La lettera prosegue così: «Noto anche che, in queste occasioni non fai mai alcun cenno alle innumerevoli cause che hai intentato dopo la morte di Lucio: tre gradi di giudizio per una questione di confini, due gradi di giudizio per un risarcimento danni, per “perdita di chanche”: una causa che, visto l’esito, ha costretto in liquidazione le Edizioni Acqua Azzurra. Ed ecco ora, dopo sette anni dalla sentenza del 2016, una nuova identica causa, questa appena nata, ma ancora per “perdita di chanche”. Ti ricordo (fra parentesi) che sono ancora in attesa di una risposta alla lettera che ti ho scritto il 10 giugno del 2020, quando eri Presidente effettivo della Siae. Sono passati tre anni e hai ritenuto di ignorare quella lettera ma, nel frattempo, hai continuato a produrre programmi che hanno al centro Lucio Battisti (che, consentimi il termine, è diventato il tuo passepartout)».

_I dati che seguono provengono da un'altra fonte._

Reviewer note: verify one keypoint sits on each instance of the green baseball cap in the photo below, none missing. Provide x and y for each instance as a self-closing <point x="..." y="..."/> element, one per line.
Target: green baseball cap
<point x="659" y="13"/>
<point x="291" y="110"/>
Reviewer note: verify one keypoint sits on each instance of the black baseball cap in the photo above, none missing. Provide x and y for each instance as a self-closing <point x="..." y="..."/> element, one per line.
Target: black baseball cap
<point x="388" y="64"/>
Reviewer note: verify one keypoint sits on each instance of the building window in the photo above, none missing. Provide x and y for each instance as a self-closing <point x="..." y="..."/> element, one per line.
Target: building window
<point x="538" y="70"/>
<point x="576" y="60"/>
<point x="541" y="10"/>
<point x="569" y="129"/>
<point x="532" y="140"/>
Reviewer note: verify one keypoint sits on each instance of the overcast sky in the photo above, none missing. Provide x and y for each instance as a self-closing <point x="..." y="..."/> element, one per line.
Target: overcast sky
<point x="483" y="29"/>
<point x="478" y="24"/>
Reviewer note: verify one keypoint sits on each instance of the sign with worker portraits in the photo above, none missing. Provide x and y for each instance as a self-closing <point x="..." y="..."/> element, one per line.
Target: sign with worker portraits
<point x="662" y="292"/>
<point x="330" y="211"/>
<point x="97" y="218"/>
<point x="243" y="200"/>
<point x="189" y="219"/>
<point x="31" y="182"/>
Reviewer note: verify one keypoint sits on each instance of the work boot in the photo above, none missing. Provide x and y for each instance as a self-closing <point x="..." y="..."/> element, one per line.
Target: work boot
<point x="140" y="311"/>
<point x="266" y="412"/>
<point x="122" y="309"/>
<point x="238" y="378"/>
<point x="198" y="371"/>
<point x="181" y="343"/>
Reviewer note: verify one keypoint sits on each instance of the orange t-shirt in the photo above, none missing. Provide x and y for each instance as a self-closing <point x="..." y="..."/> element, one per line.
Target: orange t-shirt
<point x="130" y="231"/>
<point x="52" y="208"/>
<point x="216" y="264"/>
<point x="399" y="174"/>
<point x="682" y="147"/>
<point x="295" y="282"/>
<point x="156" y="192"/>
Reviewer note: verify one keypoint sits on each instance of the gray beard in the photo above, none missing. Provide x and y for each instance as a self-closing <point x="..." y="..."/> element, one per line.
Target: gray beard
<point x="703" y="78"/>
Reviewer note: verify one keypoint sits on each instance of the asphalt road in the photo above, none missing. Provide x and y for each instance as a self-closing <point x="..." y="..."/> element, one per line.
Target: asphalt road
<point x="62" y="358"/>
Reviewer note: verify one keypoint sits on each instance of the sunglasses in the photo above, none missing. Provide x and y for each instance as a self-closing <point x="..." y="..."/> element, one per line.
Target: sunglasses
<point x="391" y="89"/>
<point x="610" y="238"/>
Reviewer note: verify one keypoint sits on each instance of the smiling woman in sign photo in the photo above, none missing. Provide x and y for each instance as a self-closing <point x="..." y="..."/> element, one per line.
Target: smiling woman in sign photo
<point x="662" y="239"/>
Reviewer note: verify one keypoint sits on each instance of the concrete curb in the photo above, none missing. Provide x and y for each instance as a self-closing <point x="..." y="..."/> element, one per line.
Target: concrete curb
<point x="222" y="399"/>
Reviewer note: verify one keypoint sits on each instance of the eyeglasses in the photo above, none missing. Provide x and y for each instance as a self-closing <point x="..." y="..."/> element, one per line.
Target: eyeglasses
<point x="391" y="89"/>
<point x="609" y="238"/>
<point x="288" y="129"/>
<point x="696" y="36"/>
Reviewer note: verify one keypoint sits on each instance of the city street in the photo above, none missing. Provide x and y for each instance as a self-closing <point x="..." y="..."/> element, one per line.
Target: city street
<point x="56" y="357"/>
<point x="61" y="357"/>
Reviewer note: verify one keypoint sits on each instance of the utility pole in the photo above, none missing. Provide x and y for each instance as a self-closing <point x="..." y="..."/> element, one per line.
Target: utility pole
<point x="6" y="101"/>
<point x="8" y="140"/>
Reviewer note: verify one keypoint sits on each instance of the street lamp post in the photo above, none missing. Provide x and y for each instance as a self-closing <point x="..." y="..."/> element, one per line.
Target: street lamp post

Proprio pochi giorni fa, in occasione dei 25 anni dalla morte, Battisti è stato rievocato su Rai1 con il docufilm Lucio per amico. Ricordando Battisti. E Grazia Letizia Veronese tiene a evidenziare: «Per quanto riguarda la salute di Lucio e le cause della sua morte, ti chiedo gentilmente di lasciar perdere le tue infondate supposizioni e ogni altra illazione. Ti chiedo soltanto di rispettare la sua dignità di uomo, dopo avere tanto lusingato la sua figura di artista. A tal proposito, ti invito a non raccontare più la commovente storia della “lettera consegnata di nascosto a Lucio”, ora da un’infermiera, ora da un medico, ora da un non meglio identificato “professore”; voglio precisare, una volta per tutte, che mio marito in quei giorni lottava per la sua vita, che nessuno ha mai ricevuto una tua lettera, che Lucio in quegli stessi giorni non è stato mai lasciato solo e che non ha mai pianto, tantomeno ricordando la vostra “amicizia”. Ti rammento che il vostro “sodalizio artistico” si era interrotto nel lontano 1980. Sono passati ormai 43 anni, Giulio! Senza rancore. Grazia Letizia Veronese Battisti».
A sostenere però la posizione di Mogol è arrivato ora il medico che aveva avuto in cura Battisti nei suoi ultimi giorni, Antonio Del Santo, medico dell’ospedale San Paolo di Milano, specialista in medicina interna e ematologia. Intervistato da La Stampa, ha ripercorso quei giorni del 1998, rivelando: «Ho consegnato io stesso il biglietto di Mogol a Battisti durante una delle tante visite di controllo che gli facevo». E ancora: «A me lo diede la collega di un altro reparto. E io lo portai subito in camera di Battisti… gli dissi che arrivava da Mogol e che potevo allungarglielo, leggerlo ad alta voce per lui o stracciarlo. Stava a lui, e soltanto a lui, scegliere». Contrariamente a quanto riferito da Mogol, non si trattava di una lettera, bensì di un biglietto: «Era giusto un bigliettino, due o tre righe al massimo e un numero di telefono in fondo. Mogol desiderava fargli sapere che lo pensava e che era a sua disposizione per qualsiasi cosa… quelle parole semplici colpirono Battisti al punto da commuoverlo. L’ho detto e lo ribadisco. Sono l’unico a poterlo fare: ero lì». Il biglietto restò quindi nelle mani di Battisti: «Riuscì, non so come, a nasconderlo alla moglie. Non ho davvero idea di che fine abbia fatto».